A graph approach to measuring text distance

  • Authors:
  • Vivian Yuen-Chong Tsang

  • Affiliations:
  • University of Toronto (Canada)

  • Venue:
  • A graph approach to measuring text distance
  • Year:
  • 2008

Quantified Score

Hi-index 0.00

Visualization

Abstract

Text comparison is a key step in many natural language processing (NLP) applications in which texts can be classified on the basis of their semantic distance (how similar or different the texts are). For example, comparing the local context of an ambiguous word with that of a known word can help identify the sense of the ambiguous word. Typically, a distributional measure is used to capture the implicit semantic distance between two pieces of text. In this thesis, we introduce an alternative method of measuring the semantic distance between texts as a combination of distributional information and relational/ontological knowledge. In this work, we propose a novel distance measure within a network-flow formalism that combines these two distinct components in a way that they are not treated as separate and orthogonal pieces of information. First, we represent each text as a collection of frequency-weighted concepts within a relational thesaurus. Then, we make use of a network-flow method which provides an efficient way of measuring the semantic distance between two texts by taking advantage of the inherently graphical structure in an ontology. We evaluate our method in a variety of NLP tasks. In our task-based evaluation, we find that our method performs well on two of three tasks.
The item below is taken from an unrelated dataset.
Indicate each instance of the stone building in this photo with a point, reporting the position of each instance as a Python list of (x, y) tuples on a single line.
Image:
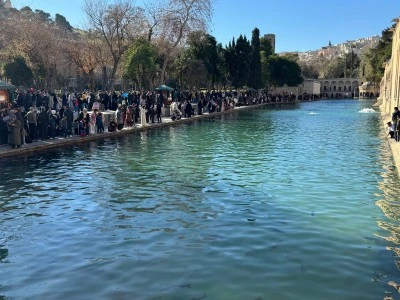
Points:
[(390, 83), (271, 38), (6, 3), (340, 87)]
We introduce a novel measure which is intended to capture how well our network-flow method perform on a dataset (represented as a collection of frequency-weighted concepts). In our analysis, we find that an integrated approach, rather than a purely distributional or graphical analysis, is more effective in explaining the performance inconsistency. Finally, we address a complexity issue that arises from the overhead required to incorporate more sophisticated concept-to-concept distances into the network-flow framework. We propose a graph transformation method which generates a pared-down network that requires less time to process. The new method achieves a significant speed improvement, and does not seriously hamper performance as a result of the transformation, as indicated in our analysis.